Considerando sanções
Quando a França assumir a presidência rotativa do Conselho, em fevereiro, Washington talvez pressione por uma solução. Moscou não está descartando medidas punitivas adicionais, mas é mais provável que a China, que negociou bilhões em acordos energéticos com o Irã, vete tais medidas.
A China pode, contudo, aprovar sanções "de inteligência", tais como restrições de viagens para altos membros da Guarda Revolucionária e cientistas nucleares. Fakhrizadeh já está em uma lista de autoridades sujeitas a tais restrições, e Daneshjoo poderá ser acrescentado.
O Ocidente, contudo, provavelmente estará sozinho se impor sanções verdadeiramente nocivas ao Irã -e às suas relações comerciais lucrativas com o Irã. A arma comercial mais eficaz seria um embargo de combustível. Pela falta de capacidade de refinaria, o Irã, que tem a segunda maior reserva de petróleo do mundo, importa quase metade da gasolina que usa. Sanções de combustível gerariam um forte aumento no preço da gasolina, inevitavelmente levando à inquietação social. Especialistas não estão certos se isso afetaria a já fraca popularidade do regime ou se os líderes do país usariam isso para inflamar o povo contra o "Ocidente maligno".

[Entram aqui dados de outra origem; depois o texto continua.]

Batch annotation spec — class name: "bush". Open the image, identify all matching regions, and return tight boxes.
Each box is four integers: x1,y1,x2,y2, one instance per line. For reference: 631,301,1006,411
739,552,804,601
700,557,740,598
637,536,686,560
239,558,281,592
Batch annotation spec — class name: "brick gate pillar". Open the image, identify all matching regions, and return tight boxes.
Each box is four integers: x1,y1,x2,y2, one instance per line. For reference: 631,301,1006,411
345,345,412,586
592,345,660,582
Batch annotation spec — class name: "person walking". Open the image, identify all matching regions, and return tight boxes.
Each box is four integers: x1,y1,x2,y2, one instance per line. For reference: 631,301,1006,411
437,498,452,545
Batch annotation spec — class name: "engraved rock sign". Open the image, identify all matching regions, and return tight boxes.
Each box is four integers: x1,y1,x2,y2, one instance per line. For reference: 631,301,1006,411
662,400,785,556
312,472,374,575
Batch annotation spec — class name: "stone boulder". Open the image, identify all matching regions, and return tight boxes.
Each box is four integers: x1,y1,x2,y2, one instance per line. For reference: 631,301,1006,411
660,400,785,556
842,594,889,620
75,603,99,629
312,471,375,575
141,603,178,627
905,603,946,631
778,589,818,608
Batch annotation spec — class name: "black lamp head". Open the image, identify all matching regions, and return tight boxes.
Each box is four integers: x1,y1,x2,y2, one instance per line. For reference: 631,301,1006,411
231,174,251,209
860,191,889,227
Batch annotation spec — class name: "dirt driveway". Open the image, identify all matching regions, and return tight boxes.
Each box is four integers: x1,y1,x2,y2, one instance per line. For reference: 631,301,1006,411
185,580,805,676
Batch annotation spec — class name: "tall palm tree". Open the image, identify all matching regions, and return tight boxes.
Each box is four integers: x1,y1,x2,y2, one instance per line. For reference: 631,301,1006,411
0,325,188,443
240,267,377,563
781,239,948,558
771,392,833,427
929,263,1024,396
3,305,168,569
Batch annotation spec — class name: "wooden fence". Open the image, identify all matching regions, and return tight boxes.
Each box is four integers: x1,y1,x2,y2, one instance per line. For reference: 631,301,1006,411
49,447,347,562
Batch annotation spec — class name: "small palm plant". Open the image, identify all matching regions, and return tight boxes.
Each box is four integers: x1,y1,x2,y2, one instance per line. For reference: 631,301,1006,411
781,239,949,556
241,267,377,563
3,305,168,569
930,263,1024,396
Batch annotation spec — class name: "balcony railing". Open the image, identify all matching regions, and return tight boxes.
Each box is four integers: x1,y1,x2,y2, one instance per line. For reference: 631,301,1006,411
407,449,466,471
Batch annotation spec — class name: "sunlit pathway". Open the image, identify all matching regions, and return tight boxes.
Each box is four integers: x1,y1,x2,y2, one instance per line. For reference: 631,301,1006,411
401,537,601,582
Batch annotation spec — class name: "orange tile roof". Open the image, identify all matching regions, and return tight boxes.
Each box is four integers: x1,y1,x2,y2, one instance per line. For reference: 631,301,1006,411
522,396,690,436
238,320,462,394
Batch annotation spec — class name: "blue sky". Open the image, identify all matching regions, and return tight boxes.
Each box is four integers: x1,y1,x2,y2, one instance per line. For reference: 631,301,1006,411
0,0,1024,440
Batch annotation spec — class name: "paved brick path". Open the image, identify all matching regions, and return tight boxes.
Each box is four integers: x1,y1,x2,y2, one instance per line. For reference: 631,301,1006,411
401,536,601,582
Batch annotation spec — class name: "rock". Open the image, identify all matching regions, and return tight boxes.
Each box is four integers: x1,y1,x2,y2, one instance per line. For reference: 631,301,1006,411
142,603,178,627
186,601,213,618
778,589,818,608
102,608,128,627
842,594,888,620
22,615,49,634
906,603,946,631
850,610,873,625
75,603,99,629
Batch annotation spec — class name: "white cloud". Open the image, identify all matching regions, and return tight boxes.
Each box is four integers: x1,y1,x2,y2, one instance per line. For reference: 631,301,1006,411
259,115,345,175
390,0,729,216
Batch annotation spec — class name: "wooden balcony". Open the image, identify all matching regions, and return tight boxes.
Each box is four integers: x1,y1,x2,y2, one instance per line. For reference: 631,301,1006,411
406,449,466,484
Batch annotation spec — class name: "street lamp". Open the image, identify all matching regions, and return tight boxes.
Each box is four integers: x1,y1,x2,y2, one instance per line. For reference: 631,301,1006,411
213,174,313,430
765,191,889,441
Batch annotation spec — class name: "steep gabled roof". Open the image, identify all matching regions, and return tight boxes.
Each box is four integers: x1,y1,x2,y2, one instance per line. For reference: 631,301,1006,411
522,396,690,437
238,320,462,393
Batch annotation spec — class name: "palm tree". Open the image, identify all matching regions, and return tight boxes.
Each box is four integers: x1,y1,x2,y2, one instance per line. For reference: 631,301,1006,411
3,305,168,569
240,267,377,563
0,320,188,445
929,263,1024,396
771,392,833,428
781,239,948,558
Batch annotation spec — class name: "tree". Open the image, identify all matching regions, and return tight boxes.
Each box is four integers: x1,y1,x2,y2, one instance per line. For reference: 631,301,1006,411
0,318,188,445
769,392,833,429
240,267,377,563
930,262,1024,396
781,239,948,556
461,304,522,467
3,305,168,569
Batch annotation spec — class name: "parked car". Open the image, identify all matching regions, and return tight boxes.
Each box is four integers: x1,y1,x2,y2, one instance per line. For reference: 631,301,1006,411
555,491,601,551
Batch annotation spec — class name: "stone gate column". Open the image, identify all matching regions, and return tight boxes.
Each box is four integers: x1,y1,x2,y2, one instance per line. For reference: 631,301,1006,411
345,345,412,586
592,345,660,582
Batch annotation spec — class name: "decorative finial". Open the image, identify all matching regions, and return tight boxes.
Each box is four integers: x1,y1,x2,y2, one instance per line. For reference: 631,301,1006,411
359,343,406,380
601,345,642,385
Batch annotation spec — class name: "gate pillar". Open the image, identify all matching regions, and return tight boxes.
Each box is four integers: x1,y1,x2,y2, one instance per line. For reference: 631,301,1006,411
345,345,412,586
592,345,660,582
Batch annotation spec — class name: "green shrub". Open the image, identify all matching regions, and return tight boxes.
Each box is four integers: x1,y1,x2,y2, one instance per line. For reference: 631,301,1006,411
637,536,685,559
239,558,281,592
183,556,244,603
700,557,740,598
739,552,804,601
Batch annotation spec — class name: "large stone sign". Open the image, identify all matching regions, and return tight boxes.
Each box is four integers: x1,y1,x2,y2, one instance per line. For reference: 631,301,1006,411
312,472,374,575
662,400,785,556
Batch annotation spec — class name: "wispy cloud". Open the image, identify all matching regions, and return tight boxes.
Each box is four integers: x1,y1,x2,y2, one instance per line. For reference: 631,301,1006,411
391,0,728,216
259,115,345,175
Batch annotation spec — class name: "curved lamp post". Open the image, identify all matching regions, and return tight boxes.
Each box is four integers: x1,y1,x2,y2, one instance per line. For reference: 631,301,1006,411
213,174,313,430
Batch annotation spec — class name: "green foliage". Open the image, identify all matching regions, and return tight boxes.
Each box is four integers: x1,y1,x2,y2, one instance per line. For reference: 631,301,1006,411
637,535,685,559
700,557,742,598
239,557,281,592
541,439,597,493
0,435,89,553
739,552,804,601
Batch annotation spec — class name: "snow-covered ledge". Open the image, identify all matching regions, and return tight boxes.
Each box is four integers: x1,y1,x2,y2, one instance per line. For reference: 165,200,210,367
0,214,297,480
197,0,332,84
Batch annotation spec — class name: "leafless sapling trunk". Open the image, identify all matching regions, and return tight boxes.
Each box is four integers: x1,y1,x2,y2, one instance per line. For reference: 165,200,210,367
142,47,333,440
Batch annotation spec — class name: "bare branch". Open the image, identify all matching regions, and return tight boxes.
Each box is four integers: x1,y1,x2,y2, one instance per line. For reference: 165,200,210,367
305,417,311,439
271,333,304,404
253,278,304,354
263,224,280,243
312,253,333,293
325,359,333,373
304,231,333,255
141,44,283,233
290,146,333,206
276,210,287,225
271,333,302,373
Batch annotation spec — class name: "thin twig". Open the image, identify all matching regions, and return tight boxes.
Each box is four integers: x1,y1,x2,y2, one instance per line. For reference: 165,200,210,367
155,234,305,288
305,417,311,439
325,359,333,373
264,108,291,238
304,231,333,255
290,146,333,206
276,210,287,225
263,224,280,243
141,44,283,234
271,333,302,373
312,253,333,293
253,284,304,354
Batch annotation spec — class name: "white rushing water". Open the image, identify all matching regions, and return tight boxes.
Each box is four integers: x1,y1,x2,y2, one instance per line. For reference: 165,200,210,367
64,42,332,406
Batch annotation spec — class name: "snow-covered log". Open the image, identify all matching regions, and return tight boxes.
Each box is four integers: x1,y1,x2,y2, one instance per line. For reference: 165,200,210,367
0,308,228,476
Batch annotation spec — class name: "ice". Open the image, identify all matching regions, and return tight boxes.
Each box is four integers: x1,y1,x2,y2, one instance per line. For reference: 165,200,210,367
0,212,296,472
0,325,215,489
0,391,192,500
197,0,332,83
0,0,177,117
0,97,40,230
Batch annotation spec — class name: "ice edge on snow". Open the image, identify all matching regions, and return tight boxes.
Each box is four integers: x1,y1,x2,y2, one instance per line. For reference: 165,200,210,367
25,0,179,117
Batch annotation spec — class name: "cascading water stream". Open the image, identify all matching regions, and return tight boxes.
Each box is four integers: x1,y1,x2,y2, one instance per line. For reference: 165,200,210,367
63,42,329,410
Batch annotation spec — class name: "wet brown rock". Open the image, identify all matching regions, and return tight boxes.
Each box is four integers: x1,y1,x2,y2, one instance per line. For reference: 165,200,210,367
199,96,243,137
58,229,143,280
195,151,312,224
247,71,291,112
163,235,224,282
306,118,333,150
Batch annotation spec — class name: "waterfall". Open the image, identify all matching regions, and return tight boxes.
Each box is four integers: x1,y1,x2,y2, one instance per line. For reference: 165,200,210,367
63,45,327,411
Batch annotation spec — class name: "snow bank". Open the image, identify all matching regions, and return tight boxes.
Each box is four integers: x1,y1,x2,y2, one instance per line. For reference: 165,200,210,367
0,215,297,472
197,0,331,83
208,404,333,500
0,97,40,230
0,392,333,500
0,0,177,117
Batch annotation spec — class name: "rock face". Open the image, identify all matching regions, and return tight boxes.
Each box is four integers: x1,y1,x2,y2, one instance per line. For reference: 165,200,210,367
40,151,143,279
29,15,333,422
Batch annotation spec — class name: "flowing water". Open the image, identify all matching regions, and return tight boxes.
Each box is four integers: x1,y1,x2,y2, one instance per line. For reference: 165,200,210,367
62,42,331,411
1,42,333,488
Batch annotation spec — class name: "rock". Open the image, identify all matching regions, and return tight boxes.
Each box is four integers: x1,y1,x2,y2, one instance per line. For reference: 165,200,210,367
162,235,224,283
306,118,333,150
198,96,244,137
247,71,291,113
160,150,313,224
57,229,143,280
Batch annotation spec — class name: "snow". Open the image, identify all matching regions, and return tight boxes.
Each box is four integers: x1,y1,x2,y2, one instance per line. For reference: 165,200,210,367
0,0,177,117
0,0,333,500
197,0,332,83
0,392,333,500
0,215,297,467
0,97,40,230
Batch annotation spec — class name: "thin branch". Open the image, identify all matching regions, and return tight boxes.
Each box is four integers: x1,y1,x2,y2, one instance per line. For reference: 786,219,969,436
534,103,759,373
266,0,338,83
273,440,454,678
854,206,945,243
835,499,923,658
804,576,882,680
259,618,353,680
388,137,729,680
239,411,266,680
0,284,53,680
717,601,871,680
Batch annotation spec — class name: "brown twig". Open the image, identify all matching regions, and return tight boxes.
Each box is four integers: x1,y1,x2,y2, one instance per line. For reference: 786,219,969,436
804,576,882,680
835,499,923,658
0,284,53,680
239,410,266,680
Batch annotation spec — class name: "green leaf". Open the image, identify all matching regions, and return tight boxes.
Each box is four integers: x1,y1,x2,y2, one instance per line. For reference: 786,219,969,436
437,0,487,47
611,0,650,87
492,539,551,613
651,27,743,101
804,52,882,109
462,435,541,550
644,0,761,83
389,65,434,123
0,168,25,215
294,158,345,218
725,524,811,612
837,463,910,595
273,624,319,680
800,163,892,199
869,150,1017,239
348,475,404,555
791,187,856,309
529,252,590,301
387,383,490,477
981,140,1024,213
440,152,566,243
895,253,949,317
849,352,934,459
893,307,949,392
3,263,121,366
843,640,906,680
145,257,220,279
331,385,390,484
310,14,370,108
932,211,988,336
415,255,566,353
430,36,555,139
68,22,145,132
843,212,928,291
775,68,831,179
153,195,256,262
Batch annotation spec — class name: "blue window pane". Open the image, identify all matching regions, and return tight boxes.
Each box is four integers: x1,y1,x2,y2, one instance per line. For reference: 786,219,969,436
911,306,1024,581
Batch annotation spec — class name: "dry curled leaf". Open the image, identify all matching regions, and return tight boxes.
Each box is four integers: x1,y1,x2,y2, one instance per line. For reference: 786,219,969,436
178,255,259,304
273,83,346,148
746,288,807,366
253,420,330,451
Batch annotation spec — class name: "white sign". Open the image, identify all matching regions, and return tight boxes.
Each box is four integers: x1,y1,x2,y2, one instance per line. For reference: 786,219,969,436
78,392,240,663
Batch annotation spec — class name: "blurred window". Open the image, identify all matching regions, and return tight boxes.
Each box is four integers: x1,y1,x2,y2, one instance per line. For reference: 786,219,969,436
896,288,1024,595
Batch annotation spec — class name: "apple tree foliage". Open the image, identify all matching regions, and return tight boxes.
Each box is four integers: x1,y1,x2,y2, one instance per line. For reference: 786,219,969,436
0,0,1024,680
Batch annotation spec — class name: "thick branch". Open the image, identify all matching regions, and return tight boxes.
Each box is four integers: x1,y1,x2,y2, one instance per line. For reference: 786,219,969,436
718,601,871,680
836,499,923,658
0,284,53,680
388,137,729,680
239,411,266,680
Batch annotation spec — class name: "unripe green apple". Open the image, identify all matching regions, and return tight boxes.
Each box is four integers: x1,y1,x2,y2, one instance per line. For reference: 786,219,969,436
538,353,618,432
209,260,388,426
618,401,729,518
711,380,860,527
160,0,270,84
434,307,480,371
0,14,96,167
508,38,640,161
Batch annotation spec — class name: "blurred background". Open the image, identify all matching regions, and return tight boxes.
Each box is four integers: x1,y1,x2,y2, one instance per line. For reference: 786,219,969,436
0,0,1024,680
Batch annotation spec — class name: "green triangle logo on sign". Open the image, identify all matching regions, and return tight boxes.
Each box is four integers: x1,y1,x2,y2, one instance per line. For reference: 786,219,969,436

Isso deixa a opção militar. Além das consequências políticas e da possibilidade de contra-ataques, seria extremamente difícil bombardear as instalações nucleares do Irã. Os cientistas nucleares literalmente se enterraram em instalações subterrâneas, em locações que seriam virtualmente impossíveis de se alcançar com armas convencionais.
Até mesmo os especialistas israelenses têm dúvidas sobre os danos possíveis ao programa nuclear por meio de bombardeios de suas instalações. Por outro lado, o general David Petraeus, em geral um homem tranquilo, pareceu absolutamente beligerante quando perguntado se as instalações nucleares iranianas poderiam ser atacadas militarmente. "Certamente que podem ser bombardeadas", disse ele duas semanas atrás, em Washington.